Rookie Schayes just isn't yet Old-Pro Schayes
Let's take a moment to put 6 ft. 11 in., 245-pound rookie center Danny Schayes of the Utah Jazz into perspective. He's the only player in the National Basketball Association with an invisible albatross hanging from his neck.
Danny is the 22-year-old son of Dolph Schayes, who played 15 years in the NBA with the old Syracuse Nationals and the Philadelphia 76ers and later was named to the Basketball Hall of Fame.
In the 36-year history of the NBA there probably weren't more than half-a-dozen forwards who were better than Dolph, and those who played against him probably would argue that he deserves to be placed even higher. Even today he rates as the league's 11th all-time scorer.
The mental burden young Schayes carries is the fact that people who remember Dolph are going to compare Danny with his father and expect the same kind of statistics. Naturally Danny can't win, because at this point in his career the style, the brilliance, and the longevity are all on Dad's side.
''I was maybe five years old when my father stopped playing pro basketball, so it's a side of his life that I never really knew much about,'' Schayes explained. ''When I was older and got to see game films of the Syracuse Nationals, it wasn't difficult to understand why so many people had told me how great he was as a shooter and rebounder. In one film a couple of guys go by him and score, so I've always kidded him about his defense, but actually he was good at stopping other people.''
''One thing my father never did was push me to play high school, college, or pro basketball,'' Danny continued. ''I discovered basketball for myself when I was a kid. But it wasn't until late in my college career that I thought about turning professional. When I was growing up and my father did talk about the NBA at the dinner table, it was mostly to tell a funny story about some guy who had played in the league during the same period (1949-1964) that he did.''
Young Schayes says that team defense is the strongest part of his game and that to him getting a key rebound is more important that scoring a basket, the theory being that everybody in the NBA can score. Getting a clutch rebound, on the other hand, is much tougher physically and usually requires more skills.
''If you're looking for Dolph Schayes in Danny Schayes, you're not going to find him,'' said Tom Nissalke, who brought the youngster along through training camp and the first quarter of the season until he lost his own job as head coach last week in a management shakeup. ''I think it would be great if people realized this, didn't expect him to play like his father, and just let Danny be himself.
''We made him our No. 1 pick in last June's draft because we felt he could help us some right away, but mostly because he's just beginning to take advantage of his skills,'' Nissalke continued.
''This is a big, strong kid with a great attitude who works hard, who passes the ball well, who can shoot from outside, and who can be a factor on the boards.
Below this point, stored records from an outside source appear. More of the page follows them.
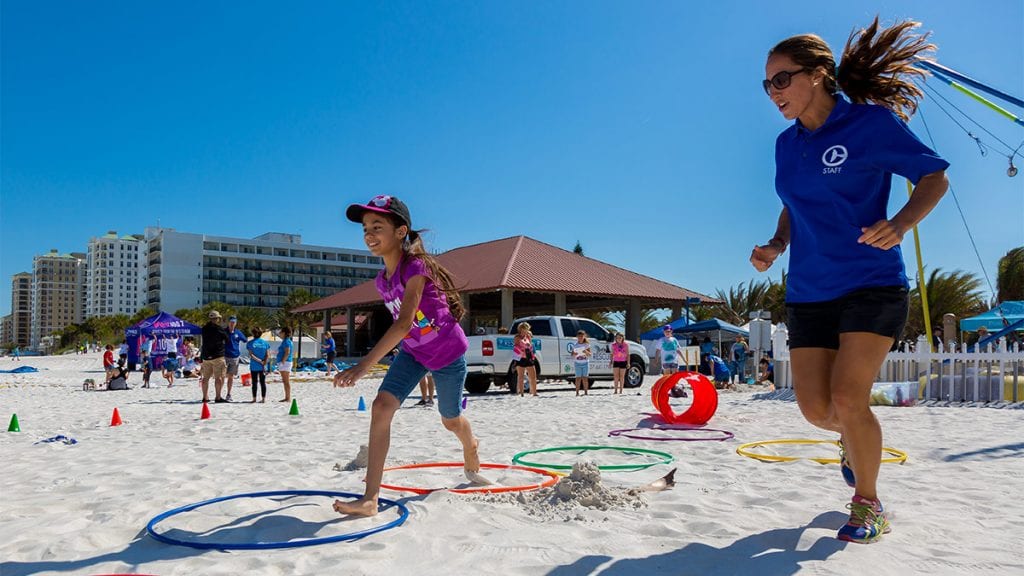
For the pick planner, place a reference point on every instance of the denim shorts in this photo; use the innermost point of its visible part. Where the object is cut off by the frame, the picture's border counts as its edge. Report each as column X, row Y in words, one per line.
column 880, row 311
column 404, row 375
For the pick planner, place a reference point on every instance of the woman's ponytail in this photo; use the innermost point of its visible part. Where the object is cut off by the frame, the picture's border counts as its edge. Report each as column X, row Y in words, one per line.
column 877, row 67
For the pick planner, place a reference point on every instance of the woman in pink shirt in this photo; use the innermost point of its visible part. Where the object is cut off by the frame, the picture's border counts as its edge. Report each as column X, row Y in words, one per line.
column 620, row 362
column 522, row 356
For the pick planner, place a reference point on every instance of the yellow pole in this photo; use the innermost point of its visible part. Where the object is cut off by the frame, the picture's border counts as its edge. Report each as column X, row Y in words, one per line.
column 922, row 284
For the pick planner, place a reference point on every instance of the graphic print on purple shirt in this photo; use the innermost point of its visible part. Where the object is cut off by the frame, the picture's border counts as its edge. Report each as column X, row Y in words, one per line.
column 435, row 338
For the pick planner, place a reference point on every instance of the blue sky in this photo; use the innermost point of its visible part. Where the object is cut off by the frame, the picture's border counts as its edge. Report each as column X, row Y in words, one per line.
column 639, row 129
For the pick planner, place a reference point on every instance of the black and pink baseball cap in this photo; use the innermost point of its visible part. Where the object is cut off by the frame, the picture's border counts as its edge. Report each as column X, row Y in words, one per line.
column 382, row 205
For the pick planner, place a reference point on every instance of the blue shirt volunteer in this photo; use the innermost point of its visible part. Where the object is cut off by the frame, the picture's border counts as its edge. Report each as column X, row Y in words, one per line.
column 257, row 348
column 836, row 180
column 235, row 337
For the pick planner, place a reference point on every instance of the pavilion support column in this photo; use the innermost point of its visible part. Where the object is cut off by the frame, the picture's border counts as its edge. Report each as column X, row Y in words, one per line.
column 559, row 304
column 467, row 320
column 350, row 332
column 507, row 317
column 633, row 320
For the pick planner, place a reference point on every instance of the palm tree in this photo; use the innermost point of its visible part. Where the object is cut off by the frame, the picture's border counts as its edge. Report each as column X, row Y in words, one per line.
column 286, row 317
column 1010, row 278
column 741, row 300
column 957, row 292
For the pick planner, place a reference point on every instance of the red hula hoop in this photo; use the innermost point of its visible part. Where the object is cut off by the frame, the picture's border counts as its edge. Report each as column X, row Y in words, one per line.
column 705, row 399
column 550, row 481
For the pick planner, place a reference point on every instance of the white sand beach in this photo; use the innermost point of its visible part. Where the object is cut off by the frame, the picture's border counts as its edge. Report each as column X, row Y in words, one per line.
column 956, row 503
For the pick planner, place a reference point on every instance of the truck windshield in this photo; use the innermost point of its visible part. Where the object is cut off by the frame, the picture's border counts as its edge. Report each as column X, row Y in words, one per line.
column 540, row 327
column 593, row 331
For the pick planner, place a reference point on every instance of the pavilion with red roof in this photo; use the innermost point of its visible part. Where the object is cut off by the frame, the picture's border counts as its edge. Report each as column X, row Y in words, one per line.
column 518, row 276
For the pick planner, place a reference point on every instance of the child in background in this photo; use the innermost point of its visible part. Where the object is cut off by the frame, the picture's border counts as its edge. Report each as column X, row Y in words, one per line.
column 425, row 304
column 259, row 354
column 170, row 365
column 620, row 362
column 188, row 368
column 720, row 371
column 522, row 356
column 330, row 353
column 581, row 359
column 766, row 374
column 109, row 365
column 668, row 348
column 285, row 362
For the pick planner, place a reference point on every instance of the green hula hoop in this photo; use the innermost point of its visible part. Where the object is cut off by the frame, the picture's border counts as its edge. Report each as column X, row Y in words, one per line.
column 666, row 458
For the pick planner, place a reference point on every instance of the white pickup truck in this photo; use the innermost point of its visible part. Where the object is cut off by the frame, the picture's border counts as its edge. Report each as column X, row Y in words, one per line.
column 489, row 357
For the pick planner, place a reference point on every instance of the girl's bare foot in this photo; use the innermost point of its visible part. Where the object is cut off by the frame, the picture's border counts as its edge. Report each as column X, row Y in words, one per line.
column 363, row 506
column 471, row 457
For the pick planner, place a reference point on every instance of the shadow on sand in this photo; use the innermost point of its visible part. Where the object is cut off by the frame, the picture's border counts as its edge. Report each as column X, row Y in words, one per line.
column 769, row 553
He's on a weight program that projects out to maybe 275 pounds, and eventually this kid is going to take up a lot of room in the middle. Once he gets set for a rebound, not many players are going to be able to move him.''
While this might be stretching things just a little, the current Utah Jazz offensively are a lot like the old Los Angeles Lakers who had Elgin Baylor at forward and Jerry West at guard. Between them they controlled the ball maybe 70 percent of the time.
Utah's answers to Baylor and West are forward Adrian Dantley and sophomore guard Darrell Griffith. Dantley led the NBA in scoring last season with a 30.6 average and offensively is the best small forward in the league. Griffith, also known as Dr. Dunkenstein because of his ability to mail the ball through the basket from in close, averaged 20.6.
''A kid like Schayes is ideal for a team like the Jazz that doesn't rely on its center for a lot of scoring,'' Nissalke explained. ''He can play a high post , where you can run plays off the pivot, take advantage of his passing ability, and make use of the fact that he shoots well from outside.
''Danny is probably always going to be a steady player rather than a spectacular one,'' Tom continued. ''He's not a leaper but a position-type rebounder who is also going to be able to block opponents off the boards. Basically I'd compare the way he plays to Dennis Awtrey, except that Schayes can do more things, and although Awtrey was never a star in this league and got traded a lot, people forget that he had 11 years in the NBA!"